Janet Maslin of The New York Times called Gummo "the worst film of the year." Director Lukas Moodysson, by contrast, listed it as one of his top ten films for the 2002 Sight and Sound Poll and Australian director Megan Spencer also praised the film. David Stratton of SBS's The Movie Show stated in his review that "cat lovers should be warned", but ultimately praised the film, calling it "original".

Filmmaker Gus Van Sant on Gummo writes, "Venomous in story; genius in character; victorious in structure; teasingly gentle in epilogue; slapstick in theme; rebellious in nature; honest at heart; inspirational in its creation and with contempt at the tip of its tongue, [Gummo] is a portrait of small-town Middle American life that is both bracingly realistic and hauntingly dreamlike."

A short excerpt from Gummo was shown after the opening sequence in the 1998 film Belly.

=== Home media ===
Gummo was released on VHS following its theatrical release and on DVD in 2001. As of 2024, it was unavailable on any streaming service or for digital purchase.
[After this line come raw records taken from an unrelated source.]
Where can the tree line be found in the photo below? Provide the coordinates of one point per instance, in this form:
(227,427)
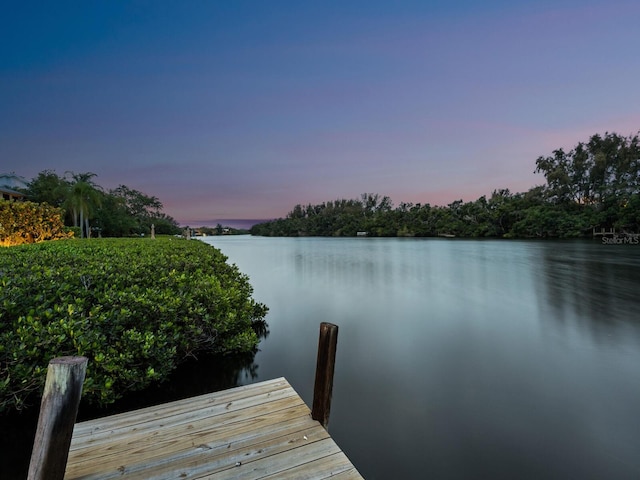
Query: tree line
(94,211)
(594,185)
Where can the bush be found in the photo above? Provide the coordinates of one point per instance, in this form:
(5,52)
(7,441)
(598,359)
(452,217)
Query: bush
(135,307)
(28,222)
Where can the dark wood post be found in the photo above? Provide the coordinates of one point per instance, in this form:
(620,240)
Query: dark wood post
(325,366)
(58,410)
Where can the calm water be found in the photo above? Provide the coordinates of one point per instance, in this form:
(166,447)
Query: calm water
(461,359)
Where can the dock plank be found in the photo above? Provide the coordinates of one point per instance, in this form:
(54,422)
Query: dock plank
(257,431)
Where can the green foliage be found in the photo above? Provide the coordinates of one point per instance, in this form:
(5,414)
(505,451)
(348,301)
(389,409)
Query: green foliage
(28,222)
(135,307)
(95,212)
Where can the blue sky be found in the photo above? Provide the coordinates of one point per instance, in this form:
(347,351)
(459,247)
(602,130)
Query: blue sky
(242,109)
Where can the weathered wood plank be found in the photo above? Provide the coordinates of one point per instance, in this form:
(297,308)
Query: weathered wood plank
(257,431)
(172,442)
(164,427)
(183,408)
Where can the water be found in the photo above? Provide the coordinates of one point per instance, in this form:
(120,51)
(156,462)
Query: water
(461,359)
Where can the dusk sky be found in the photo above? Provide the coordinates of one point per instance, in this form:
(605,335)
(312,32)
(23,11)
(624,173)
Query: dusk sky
(243,109)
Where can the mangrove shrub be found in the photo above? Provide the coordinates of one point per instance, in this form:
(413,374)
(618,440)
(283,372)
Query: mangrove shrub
(135,307)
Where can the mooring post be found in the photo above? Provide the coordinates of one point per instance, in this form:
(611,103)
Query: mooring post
(325,367)
(58,410)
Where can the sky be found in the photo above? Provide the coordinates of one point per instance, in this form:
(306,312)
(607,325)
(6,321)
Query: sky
(239,110)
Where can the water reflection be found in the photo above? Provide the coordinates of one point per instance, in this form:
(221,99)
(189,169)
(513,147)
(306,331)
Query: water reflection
(591,286)
(208,373)
(461,359)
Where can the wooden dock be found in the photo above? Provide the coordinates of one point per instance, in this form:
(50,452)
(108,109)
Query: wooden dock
(258,431)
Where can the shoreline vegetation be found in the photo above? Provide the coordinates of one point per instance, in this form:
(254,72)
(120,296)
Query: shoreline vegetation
(137,308)
(596,185)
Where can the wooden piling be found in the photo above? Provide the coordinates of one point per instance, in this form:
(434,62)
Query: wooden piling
(58,410)
(325,366)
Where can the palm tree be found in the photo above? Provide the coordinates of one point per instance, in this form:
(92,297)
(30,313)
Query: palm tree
(82,200)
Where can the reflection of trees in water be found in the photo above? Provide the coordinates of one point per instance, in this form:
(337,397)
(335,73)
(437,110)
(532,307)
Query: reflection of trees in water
(590,282)
(196,376)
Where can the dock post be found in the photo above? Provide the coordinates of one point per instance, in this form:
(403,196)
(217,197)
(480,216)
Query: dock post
(325,366)
(58,410)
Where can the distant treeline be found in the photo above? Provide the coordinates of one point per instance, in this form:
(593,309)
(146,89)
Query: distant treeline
(595,185)
(94,211)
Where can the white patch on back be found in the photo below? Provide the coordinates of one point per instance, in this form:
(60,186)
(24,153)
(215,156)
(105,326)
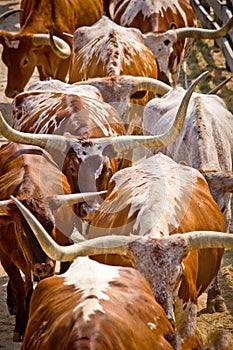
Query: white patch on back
(92,279)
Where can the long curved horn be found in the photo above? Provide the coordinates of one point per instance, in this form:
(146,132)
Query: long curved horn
(101,245)
(58,45)
(42,140)
(134,83)
(7,14)
(68,199)
(208,239)
(4,205)
(201,33)
(115,244)
(68,35)
(148,84)
(125,143)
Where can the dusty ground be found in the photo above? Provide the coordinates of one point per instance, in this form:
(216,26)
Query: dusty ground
(205,57)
It was released on Blu-ray and Ultra HD Blu-ray on October 22, 2024 by The Criterion Collection.

==The Diary of Anne Frank Pt. II==

Screenshot from the collage

The Diary of Anne Frank Pt. II is a 40-minute three-screen collage featuring the same actors and themes as Gummo, and can be considered a companion piece.

Korine comments, "I could probably make another two movies with the excess footage [from Gummo]. Some of this material I'm going to use in this art work... the problem you run into doing multimedia projection is that a lot of the time, the style takes over. It threatens and reduces the content. It becomes almost like a music video – mixing all these forms for no reason."